For the love of God (8): Why I love Jürgen Moltmann

A guest-post by Thom Chittom

“I first read Theology of Hope in April 1973,” writes Richard Bauckham, “and I remember that first reading as one of the most exciting theological experiences of my life.”

I couldn’t agree more. My paperback Fortress edition—dog-eared, coffee stained, highlighted, annotated and signed!—is a cornerstone of my theological library. And why? Because of Jürgen Moltmann.

Of course, Jürgen Moltmann may as well come from another planet. I’m an American, and a Southerner at that. Moltmann was a teenage Nazi, a Hamburger in Hitler’s dying Reich. He found hope in Christ as an Allied prisoner of war in Britain, and discovered a theology of hope absorbed in the maverick Marxist machinations of Ernst Bloch’s Das Prinzip Hoffnung while on vacation with his wife Elisabeth. He romantically recited lengthy sections while they walked together along the piney Bayern trails.

Later on, the 1964 publication of Theologie der Hoffnung (translated as Theology of Hope in 1967) made Moltmann the bushy-browed theological superstar of an international Zeitgeist. An impossibility in the present Western malaise, no matter its technologies! Indeed, Moltmann is completely Herr-und-Sie-formal old-school, a luddite who has never even had an email address. When I broached the subject of with him one afternoon, he only scowled: “I’m just an old European!” Yep, Jürgen Moltmann is pretty close to theo-irresistibility!

See, that father of hope-theology gave me a future. As he says, the resurrection of Christ from the dead “announces the coming of a not yet existing reality from the nature of the truth.” That makes history into real history—real past, real present, real future—rather than dismissing it into an ideological lacuna, as did the premil-dispensationalism of my youth. Unencumbered by the possibilities of the past, Promise strides out of the empty tomb before history itself, pulling everything along behind it, going out to meet its own prophetic pronouncements in missionary zeal, the whole world “involved in God’s eschatological process of history, not only the world of men and nations.” And there, too, is my neighbor! “Faith [in the promises] does not come into its own in becoming radically unworldly, but by hopeful outgoing into the world it becomes a benefit to the world.”

Indeed, I love Jürgen Moltmann because he widened my horizons.
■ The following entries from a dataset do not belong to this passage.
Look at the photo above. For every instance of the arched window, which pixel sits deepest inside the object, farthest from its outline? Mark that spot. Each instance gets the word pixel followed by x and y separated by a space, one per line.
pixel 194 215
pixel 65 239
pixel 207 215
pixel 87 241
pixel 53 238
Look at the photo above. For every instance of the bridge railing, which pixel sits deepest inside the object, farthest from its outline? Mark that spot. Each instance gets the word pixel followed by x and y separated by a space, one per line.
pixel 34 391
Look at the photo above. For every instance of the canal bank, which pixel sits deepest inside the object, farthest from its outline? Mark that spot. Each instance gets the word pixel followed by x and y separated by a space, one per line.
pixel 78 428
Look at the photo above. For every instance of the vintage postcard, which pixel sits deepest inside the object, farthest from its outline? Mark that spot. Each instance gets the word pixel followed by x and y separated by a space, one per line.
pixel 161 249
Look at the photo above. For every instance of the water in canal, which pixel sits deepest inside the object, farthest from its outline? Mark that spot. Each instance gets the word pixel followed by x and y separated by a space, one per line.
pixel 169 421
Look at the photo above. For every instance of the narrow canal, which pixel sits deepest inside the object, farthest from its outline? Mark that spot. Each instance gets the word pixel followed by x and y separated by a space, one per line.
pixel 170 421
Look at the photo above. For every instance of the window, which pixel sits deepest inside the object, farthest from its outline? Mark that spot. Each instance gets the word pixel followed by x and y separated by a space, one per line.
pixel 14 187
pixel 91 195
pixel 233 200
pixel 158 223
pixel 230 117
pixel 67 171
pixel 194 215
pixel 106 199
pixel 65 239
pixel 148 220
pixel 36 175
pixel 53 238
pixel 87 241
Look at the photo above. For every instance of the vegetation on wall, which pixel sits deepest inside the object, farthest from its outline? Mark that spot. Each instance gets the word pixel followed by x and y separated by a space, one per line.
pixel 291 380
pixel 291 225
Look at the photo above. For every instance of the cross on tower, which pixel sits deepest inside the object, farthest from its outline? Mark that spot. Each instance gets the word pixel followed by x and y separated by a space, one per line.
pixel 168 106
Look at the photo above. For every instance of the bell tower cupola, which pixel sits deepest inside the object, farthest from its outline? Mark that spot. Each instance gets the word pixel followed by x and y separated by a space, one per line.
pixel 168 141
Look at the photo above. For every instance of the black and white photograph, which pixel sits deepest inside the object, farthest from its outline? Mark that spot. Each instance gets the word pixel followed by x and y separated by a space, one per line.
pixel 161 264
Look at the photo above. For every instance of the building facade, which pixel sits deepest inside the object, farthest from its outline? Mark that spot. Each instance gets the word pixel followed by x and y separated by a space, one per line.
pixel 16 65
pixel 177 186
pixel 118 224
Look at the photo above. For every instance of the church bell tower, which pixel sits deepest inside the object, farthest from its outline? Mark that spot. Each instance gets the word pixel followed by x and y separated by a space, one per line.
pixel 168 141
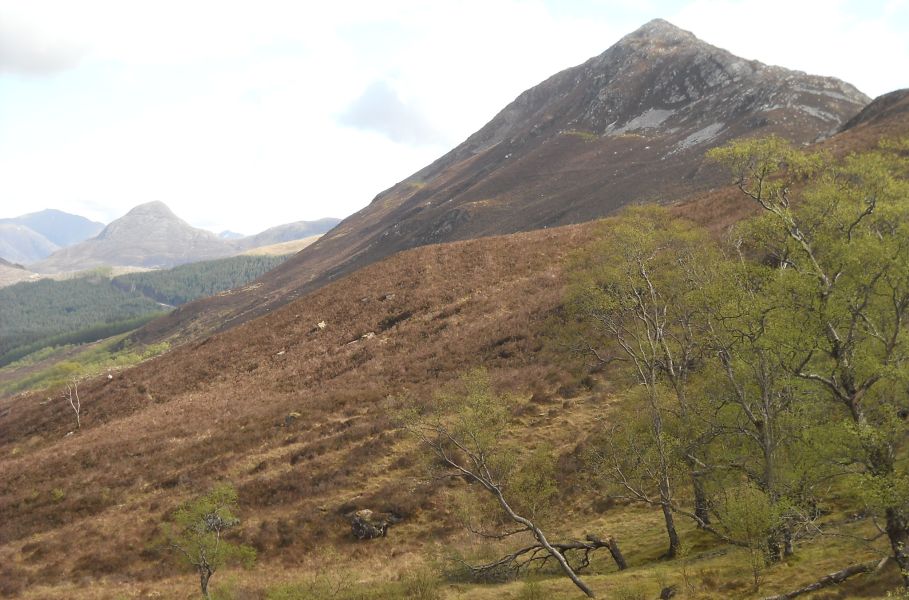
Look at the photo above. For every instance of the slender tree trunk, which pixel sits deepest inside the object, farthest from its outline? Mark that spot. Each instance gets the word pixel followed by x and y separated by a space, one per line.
pixel 701 507
pixel 670 531
pixel 204 576
pixel 898 532
pixel 540 537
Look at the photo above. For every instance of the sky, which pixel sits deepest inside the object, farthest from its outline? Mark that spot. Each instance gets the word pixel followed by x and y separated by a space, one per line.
pixel 245 115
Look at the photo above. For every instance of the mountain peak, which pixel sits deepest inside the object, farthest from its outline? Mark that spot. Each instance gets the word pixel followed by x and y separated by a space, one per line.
pixel 659 32
pixel 154 208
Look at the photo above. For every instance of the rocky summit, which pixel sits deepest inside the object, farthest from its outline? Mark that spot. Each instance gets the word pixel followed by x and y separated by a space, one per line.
pixel 630 125
pixel 149 235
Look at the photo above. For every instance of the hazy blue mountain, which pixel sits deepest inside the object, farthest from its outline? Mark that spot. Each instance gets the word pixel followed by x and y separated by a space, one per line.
pixel 22 244
pixel 61 228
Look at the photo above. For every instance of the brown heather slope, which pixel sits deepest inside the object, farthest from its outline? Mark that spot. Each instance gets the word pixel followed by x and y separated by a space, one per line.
pixel 629 125
pixel 83 509
pixel 86 506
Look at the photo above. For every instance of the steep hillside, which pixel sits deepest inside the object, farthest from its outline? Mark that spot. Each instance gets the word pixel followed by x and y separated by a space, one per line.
pixel 61 228
pixel 174 425
pixel 150 235
pixel 629 125
pixel 293 409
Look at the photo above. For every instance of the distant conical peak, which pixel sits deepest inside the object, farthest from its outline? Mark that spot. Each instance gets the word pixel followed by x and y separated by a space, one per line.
pixel 661 29
pixel 156 207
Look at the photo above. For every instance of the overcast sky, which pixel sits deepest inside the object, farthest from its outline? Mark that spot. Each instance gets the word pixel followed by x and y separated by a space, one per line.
pixel 245 115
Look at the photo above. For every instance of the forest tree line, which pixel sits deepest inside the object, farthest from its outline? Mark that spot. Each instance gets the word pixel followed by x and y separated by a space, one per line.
pixel 35 315
pixel 766 375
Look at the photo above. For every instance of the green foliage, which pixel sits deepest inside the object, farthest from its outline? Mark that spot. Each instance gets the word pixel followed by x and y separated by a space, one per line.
pixel 43 313
pixel 185 283
pixel 420 584
pixel 90 307
pixel 92 361
pixel 197 529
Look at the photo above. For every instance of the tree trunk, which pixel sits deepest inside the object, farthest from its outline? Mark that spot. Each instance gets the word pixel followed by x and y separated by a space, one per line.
pixel 670 531
pixel 701 508
pixel 898 533
pixel 204 576
pixel 560 558
pixel 831 579
pixel 616 554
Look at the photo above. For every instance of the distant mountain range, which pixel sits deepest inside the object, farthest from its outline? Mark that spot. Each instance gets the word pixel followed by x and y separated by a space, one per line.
pixel 34 236
pixel 148 236
pixel 630 125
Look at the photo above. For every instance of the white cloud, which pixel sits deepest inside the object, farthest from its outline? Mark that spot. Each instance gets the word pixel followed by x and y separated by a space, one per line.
pixel 229 111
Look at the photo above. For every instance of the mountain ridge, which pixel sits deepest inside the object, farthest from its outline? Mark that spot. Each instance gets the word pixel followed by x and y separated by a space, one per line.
pixel 629 125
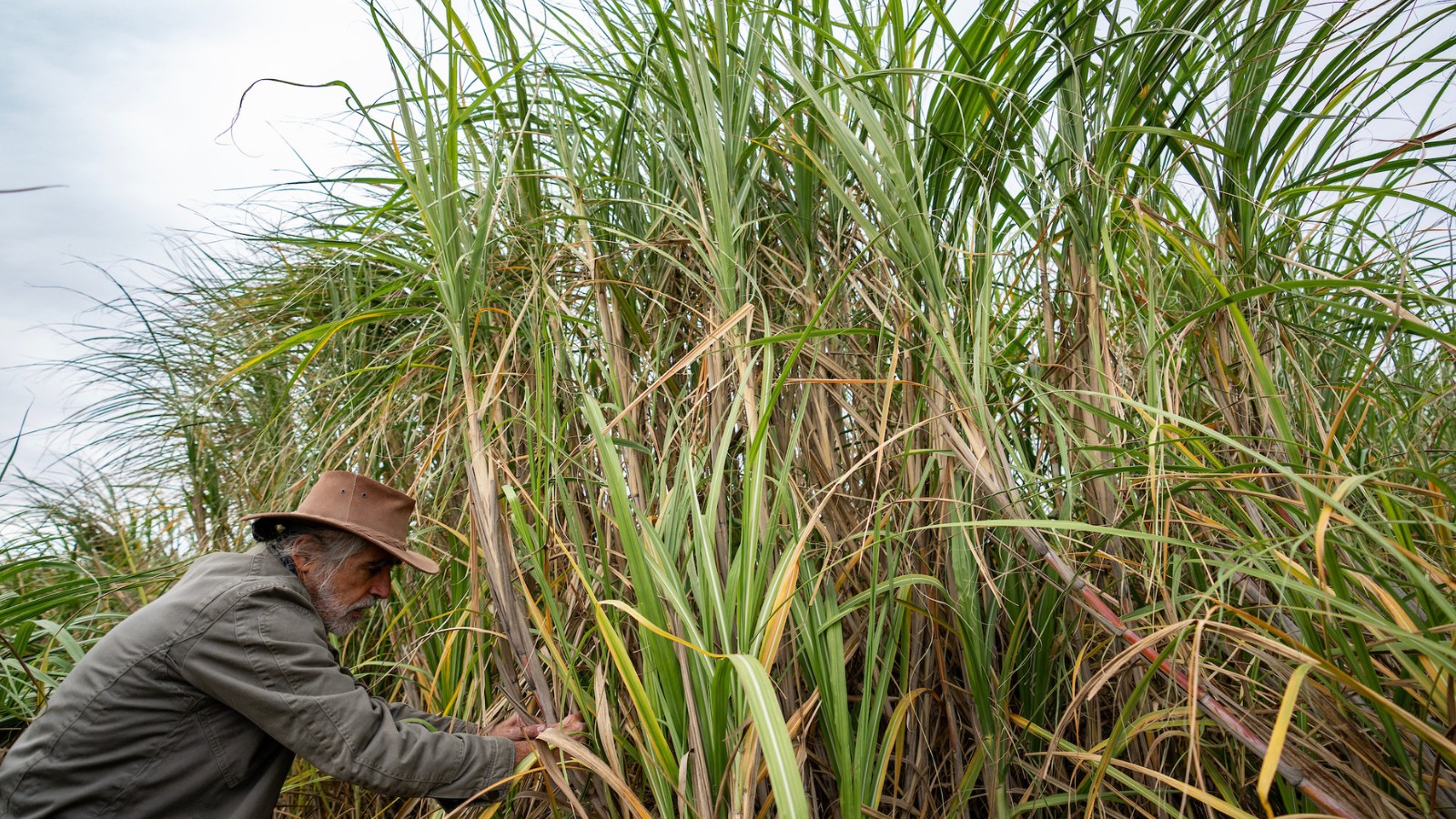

He is a prolific theologian (three book-length bibliographies have been published), a political thinker in the best sense of the word, and a man for whom theology is still a wrestling with God. And his message is everywhere and always the same, that “through the knowledge of the resurrection of the crucified the contradiction that is always and everywhere perceptible [is] taken up into the confidence of hope.”